So funktioniert Lernen bei Babys
Für Kinder ist es essentiell zu lernen, wie in ihrer Kultur Handlungen ausgeführt und verschiedene Gegenstände üblicherweise benutzt werden.
Ein Team um Stefanie Höhl von der Universität Wien hat die Vermutung, dass Babys beim Beobachten neuer Handlungen ihr eigenes motorisches System im Gehirn aktivieren, in einer aktuellen Studie bestätigt. Außerdem zeigte sich, dass Babys sich auch dann neues Verhalten aneignen, wenn Erwachsene ihnen die Handlungen gar nicht absichtlich beibringen. Die Studie erscheint aktuell im Fachjournal "NeuroImage".
Soziales Lernen spielt bei der Weitergabe von kulturellem Wissen bei Menschen eine besonders wichtige Rolle. Kinder orientieren sich ständig am Verhalten anderer. Bisher war unklar, ob sie bei der Beobachtung neuer Handlungen ihr eigenes motorisches System aktivieren, sprich ob sie die Handlungen "spiegeln". In einem aktuellen Projekt am Institut für Psychologie der Entwicklung und Bildung der Universität Wien und am Max-Planck-Institut für Kognitions- und Neurowissenschaften hat sich Stefanie Höhl gemeinsam mit Wissenschaftler*innen der Freien Universität Berlin mit der Frage befasst, ob das sogenannte Spiegelneuronensystem am Lernen neuer Handlungen bei Babys beteiligt ist. "Wir haben herausgefunden, dass Babys, die neue Handlungen beobachten, sie schon im eigenen motorischen System verarbeiten, bevor sie diese überhaupt selbst ausführen können", so Höhl.
Gehirnaktivität verrät, wie Babys lernen
Für die Untersuchung hat das Team 10 und 20 Monate alten Babys verschiedene Handlungen mit Gegenständen gezeigt, z.B. wie eine Massagerolle über die Hand gerollt wird. Die Person sprach dabei das Kind entweder direkt an und nahm Blickkontakt auf oder sie schaute am Kind vorbei ohne direkte Kommunikation. Während die Kinder beobachteten, was die Person mit den Gegenständen tat, wurden mittels Elektroenzephalogramm (EEG) elektrische Signale der Informationsübertragung zwischen den Nervenzellen untersucht. Nachdem einige Handlungen gezeigt worden waren, durften die älteren Kinder selbst mit den Gegenständen hantieren und es wurde notiert, welche der Handlungen sie nachahmten.
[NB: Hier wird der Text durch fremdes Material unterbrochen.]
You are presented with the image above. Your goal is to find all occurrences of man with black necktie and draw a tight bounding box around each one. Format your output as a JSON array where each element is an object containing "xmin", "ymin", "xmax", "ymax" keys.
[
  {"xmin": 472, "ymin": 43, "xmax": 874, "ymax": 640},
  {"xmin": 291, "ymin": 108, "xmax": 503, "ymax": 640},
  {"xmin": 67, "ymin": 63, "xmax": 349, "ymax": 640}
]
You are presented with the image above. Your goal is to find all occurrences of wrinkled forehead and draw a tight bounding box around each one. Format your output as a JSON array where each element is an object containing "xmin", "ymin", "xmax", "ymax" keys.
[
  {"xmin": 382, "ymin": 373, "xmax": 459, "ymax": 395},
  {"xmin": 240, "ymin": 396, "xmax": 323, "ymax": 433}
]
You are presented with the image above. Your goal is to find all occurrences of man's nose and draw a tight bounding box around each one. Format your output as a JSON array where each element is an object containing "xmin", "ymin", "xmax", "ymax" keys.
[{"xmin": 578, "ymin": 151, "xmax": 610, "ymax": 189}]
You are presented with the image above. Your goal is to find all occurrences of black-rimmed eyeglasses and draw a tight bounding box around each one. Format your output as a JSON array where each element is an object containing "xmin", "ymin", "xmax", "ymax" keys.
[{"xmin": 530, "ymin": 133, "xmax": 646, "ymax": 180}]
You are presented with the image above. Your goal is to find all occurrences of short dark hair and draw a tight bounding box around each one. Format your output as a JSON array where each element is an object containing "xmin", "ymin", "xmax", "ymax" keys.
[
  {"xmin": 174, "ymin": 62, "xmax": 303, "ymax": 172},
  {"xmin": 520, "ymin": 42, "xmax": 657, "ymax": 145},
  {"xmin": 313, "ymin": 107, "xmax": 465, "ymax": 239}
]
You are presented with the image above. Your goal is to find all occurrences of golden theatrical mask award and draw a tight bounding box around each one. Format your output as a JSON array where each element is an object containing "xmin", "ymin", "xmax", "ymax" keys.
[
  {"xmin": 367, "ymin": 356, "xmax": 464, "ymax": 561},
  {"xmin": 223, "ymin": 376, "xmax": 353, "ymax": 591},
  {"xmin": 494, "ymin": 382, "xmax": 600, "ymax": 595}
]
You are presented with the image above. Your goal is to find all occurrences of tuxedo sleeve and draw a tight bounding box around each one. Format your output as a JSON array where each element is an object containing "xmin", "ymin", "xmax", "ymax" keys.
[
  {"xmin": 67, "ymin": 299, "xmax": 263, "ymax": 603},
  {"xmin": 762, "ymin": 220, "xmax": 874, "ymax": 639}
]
"Unsere Beobachtungen zeigten, dass Kinder Handlungen umso mehr nachahmten, je stärker zuvor bei der Beobachtung ihr motorischer Kortex aktiviert war, der auch für die Handlungsausführung zuständig ist", so Höhl. Dabei spielte überraschenderweise die Kommunikation beim Vormachen der Handlung keine Rolle. Dies spricht dafür, dass Babys auch dann gespannt verfolgen und sich aneignen, was andere Menschen tun, wenn Erwachsene ihnen die Handlungen gar nicht absichtlich beibringen oder direkt mit ihnen kommunizieren. Spannend war auch: Bei den jüngeren Kindern konnte die spätere Nachahmung zwar nicht untersucht werden, da sie noch nicht in der Lage waren, die Handlungen selbst auszuführen.
Jedoch zeigten auch die jungen Babys eine ganz ähnliche Aktivität im motorischen Kortex wie die älteren. Schon bevor Babys bestimmte Handlungen selbst ausführen können, scheinen sie die bei anderen beobachteten Handlungen bereits in ihrem eigenen motorischen System zu verarbeiten. Die Studie zeigt, dass motorisches "Spiegeln" bei Babys eine zentrale Rolle beim Erlernen neuer Handlungen spielt.